Nuevos fósiles muestran que grandes parientes de los caimanes fueron depredadores clave en el Mioceno.
Durante el Mioceno, hace más de 10 millones de años, una parte de Sudamérica estaba ocupada por un lago inmenso. En sus orillas vivían tortugas gigantes, anacondas, aves depredadoras que no podían volar y varios mamíferos cazadores. También había herbívoros de gran tamaño, como perezosos terrestres y parientes de los armadillos.

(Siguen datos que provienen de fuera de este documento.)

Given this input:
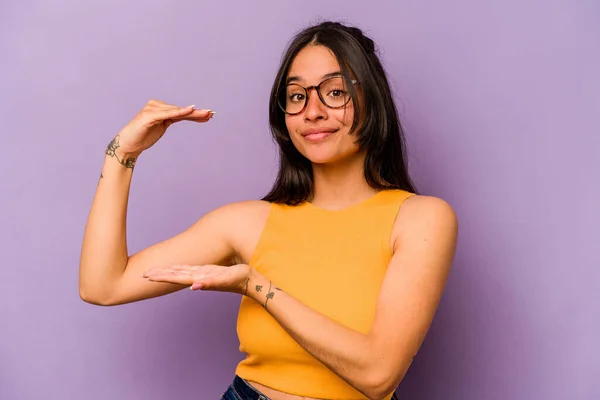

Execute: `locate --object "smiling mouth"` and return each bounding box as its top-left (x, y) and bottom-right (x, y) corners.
top-left (302, 129), bottom-right (337, 143)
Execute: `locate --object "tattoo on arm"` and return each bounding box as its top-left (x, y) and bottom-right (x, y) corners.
top-left (265, 281), bottom-right (281, 310)
top-left (106, 135), bottom-right (136, 169)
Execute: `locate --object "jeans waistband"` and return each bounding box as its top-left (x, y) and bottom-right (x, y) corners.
top-left (231, 375), bottom-right (270, 400)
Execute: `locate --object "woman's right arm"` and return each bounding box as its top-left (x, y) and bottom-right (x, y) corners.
top-left (79, 101), bottom-right (232, 305)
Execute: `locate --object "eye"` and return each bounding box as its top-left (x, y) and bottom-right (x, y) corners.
top-left (328, 89), bottom-right (346, 97)
top-left (288, 93), bottom-right (304, 103)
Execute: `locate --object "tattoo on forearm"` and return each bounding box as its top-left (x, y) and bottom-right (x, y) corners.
top-left (265, 281), bottom-right (281, 310)
top-left (106, 135), bottom-right (136, 169)
top-left (244, 278), bottom-right (250, 296)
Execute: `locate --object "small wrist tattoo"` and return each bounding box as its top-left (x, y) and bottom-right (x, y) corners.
top-left (265, 281), bottom-right (277, 310)
top-left (243, 278), bottom-right (250, 296)
top-left (105, 135), bottom-right (136, 169)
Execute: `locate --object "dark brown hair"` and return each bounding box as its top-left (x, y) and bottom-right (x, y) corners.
top-left (263, 22), bottom-right (417, 205)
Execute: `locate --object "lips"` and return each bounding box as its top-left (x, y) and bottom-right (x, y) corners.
top-left (301, 128), bottom-right (337, 142)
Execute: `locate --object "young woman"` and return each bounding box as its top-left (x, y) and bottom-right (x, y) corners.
top-left (79, 22), bottom-right (457, 400)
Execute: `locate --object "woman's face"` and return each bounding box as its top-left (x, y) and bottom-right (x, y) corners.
top-left (285, 45), bottom-right (359, 164)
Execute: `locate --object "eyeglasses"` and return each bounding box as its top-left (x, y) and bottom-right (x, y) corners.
top-left (277, 76), bottom-right (358, 115)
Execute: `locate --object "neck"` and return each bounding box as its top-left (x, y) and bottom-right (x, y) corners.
top-left (310, 155), bottom-right (378, 210)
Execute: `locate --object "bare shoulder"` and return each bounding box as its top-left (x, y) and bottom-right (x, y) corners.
top-left (214, 200), bottom-right (271, 263)
top-left (392, 195), bottom-right (458, 252)
top-left (213, 200), bottom-right (271, 227)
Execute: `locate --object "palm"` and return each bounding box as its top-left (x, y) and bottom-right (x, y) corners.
top-left (144, 264), bottom-right (250, 293)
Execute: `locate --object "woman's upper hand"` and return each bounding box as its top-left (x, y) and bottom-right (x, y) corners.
top-left (142, 264), bottom-right (251, 294)
top-left (107, 100), bottom-right (214, 158)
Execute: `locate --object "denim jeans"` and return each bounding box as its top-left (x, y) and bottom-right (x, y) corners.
top-left (221, 375), bottom-right (397, 400)
top-left (221, 375), bottom-right (270, 400)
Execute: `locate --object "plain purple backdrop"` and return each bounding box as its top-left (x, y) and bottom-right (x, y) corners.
top-left (0, 0), bottom-right (600, 400)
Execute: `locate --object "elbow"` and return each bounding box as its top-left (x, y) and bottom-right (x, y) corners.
top-left (79, 283), bottom-right (117, 307)
top-left (363, 367), bottom-right (407, 400)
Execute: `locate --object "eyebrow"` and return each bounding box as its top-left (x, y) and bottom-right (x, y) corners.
top-left (285, 71), bottom-right (342, 85)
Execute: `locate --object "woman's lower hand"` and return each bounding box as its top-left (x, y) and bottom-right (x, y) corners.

Una investigación reciente ha revisado fósiles guardados en museos. Los científicos observaron huesos de herbívoros y buscaron marcas de mordeduras y de dientes. Estas huellas son valiosas porque muestran un contacto directo entre un depredador y su presa.
Los fósiles analizados tienen entre 10,5 y 16 millones de años. En ellos, muchas señales apuntan a los cocodrilianos. Esto indica que estos reptiles no estaban en un segundo plano: formaban parte importante de la vida alrededor del lago.
El ejemplo más llamativo es Purussaurus neivensis, un pariente de los caimanes modernos. Podía alcanzar unos 7 metros de longitud y pesar alrededor de 1.800 kilos. Con un cuerpo así, era capaz de atacar animales muy grandes.
Las presas de aquella zona no siempre eran pequeñas. Algunos herbívoros superaban una tonelada de peso. La cantidad de marcas atribuidas a Purussaurus sugiere que este animal era una presencia habitual en la parte alta de la cadena alimentaria.
El hallazgo cambia la imagen de aquel paisaje. Los grandes mamíferos no eran los únicos depredadores importantes. En las orillas del lago, los cocodrilianos gigantes también ocupaban un lugar dominante.